We are presenting you the first ever EU LGBTIQ Equality Strategy.
It is first of its kind and its main aim is to address inequality and discrimination faced by LGBTIQ persons in Europe.
We see progress in a number of Member States. For instance many have legally recognised same-sex couples, which offers legal certainty in case of sharing of health information or inheritance.
But we are also seeing some worrying trends.
Still today in the EU, More than 50% of LGBTIQ are almost never or rarely open about who they are. It means they are afraid to admit what they feel; they are afraid of the social stigma that comes with the ‘coming out'.
In 2019, as many as 43% of LGBTIQ people felt discriminated against as compared with 37% in 2012.
Too many people cannot be themselves without fear of discrimination, exclusion or violence.
There is a worrying trend in Europe of incidents such as attacks on Pride marches and the adoption of the so called ‘LGBTIQ ideology-free zone' declarations.
We understand that during the Covid-19 lockdowns, the situation may have gotten worse, because many LGBTIQ young people find themselves locked into hostile environments, where they are at risk of violence or increasing levels of anxiety or depression.
With this Strategy, we want to promote a Europe of “equality for all”.
We want to ensure that everyone in Europe
-has equal opportunities to reach their full potential; and
-takes an active part in society.
The first thing we want to achieve is that the existing anti-discrimination laws must be fully applied and respected.

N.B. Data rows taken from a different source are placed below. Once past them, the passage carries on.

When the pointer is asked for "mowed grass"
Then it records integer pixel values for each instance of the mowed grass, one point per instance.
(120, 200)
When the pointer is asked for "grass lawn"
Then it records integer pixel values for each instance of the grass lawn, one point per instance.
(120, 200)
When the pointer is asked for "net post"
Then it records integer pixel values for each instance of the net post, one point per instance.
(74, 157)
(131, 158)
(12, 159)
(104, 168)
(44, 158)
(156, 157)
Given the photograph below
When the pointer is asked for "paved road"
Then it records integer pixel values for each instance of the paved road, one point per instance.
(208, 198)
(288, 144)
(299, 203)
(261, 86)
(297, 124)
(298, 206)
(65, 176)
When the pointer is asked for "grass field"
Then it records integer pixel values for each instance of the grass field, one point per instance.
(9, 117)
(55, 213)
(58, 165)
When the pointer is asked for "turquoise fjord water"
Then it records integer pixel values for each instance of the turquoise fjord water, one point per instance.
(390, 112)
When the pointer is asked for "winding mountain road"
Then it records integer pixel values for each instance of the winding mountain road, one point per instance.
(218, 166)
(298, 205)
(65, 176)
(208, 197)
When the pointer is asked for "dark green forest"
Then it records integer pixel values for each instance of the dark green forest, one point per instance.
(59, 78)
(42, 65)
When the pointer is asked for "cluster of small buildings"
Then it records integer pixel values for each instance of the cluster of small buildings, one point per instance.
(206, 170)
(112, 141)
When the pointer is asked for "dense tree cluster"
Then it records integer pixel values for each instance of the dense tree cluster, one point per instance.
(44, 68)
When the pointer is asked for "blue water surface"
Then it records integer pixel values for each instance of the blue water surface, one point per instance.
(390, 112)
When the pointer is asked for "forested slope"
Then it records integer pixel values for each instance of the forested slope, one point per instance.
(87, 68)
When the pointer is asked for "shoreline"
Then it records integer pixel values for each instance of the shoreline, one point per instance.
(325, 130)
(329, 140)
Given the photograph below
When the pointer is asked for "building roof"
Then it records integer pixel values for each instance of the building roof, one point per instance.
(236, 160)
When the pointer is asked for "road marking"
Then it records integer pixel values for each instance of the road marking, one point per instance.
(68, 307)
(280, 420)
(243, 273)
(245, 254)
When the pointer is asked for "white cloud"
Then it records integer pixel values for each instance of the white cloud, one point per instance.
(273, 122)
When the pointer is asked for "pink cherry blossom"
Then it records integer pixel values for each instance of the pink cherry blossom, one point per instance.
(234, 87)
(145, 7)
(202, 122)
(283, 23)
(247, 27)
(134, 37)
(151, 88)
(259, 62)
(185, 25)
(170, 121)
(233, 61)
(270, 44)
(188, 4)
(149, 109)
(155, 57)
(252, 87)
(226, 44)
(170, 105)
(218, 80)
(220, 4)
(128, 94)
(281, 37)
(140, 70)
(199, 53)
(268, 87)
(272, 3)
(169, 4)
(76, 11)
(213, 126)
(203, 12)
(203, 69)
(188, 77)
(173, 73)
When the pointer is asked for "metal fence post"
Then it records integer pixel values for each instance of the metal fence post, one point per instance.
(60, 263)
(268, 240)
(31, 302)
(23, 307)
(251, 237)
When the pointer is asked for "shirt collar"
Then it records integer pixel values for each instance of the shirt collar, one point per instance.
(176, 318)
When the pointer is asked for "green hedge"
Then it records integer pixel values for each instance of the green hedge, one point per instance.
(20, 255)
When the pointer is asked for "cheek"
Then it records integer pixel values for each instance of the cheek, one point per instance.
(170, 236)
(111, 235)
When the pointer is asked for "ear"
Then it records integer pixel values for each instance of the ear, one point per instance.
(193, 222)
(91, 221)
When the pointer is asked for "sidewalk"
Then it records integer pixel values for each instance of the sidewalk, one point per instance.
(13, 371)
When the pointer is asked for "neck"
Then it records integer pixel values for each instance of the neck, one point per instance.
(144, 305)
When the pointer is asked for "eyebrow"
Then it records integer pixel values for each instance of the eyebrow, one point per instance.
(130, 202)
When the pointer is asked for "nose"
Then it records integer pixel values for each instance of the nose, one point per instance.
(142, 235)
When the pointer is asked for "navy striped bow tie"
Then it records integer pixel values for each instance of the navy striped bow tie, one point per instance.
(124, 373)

This is why we will assess how this works in practice in all the Member States. If we find any gaps, we will act.
But this is not all. To improve LGBTIQ safety we will put on the table a proposal to extend the list of Eurocrimes, to include also homophobic hate crime and hate speech.
It will include also homophobic hate speech online. Sexual orientation is the most commonly reported ground of hate speech. The platforms are reporting around 33%, because we are collecting the data on regular basis, which helps us to monitor the situation. We are also receiving this data from the NGOs, which are also monitoring the situation in IT platforms.
Further, we will address persisting difficulties of rainbow families.
Substantive family law falls under the competence of Member States and we fully respect that.
However, EU legislation on family law applies in cross-border cases or in cases with cross border implications.
Due to differences in family laws across Member States, family ties may cease to be recognised when rainbow families cross the EU's internal borders. And then all of sudden, your child may stop being your child once you cross the border. This is not acceptable.
We will ensure the rigorous application of EU family law in cross-border cases.
And we will adopt proposal to ensure recognition of children-parent relations in cross boarder situations, which will include rainbow families.
This is not about ideology, this is not about being men or women; this is about love.
These are only few elements of the Strategy. Helena will give you more details.
Let me just conclude by saying that this strategy is not against anyone. This does not put anyone on the pedestal but it is about guaranteeing safety and non-discrimination for everyone. This is about Europe in the 21st It's 2020 and hate and discrimination of people from sexual minorities really does not belong to Europe of these days.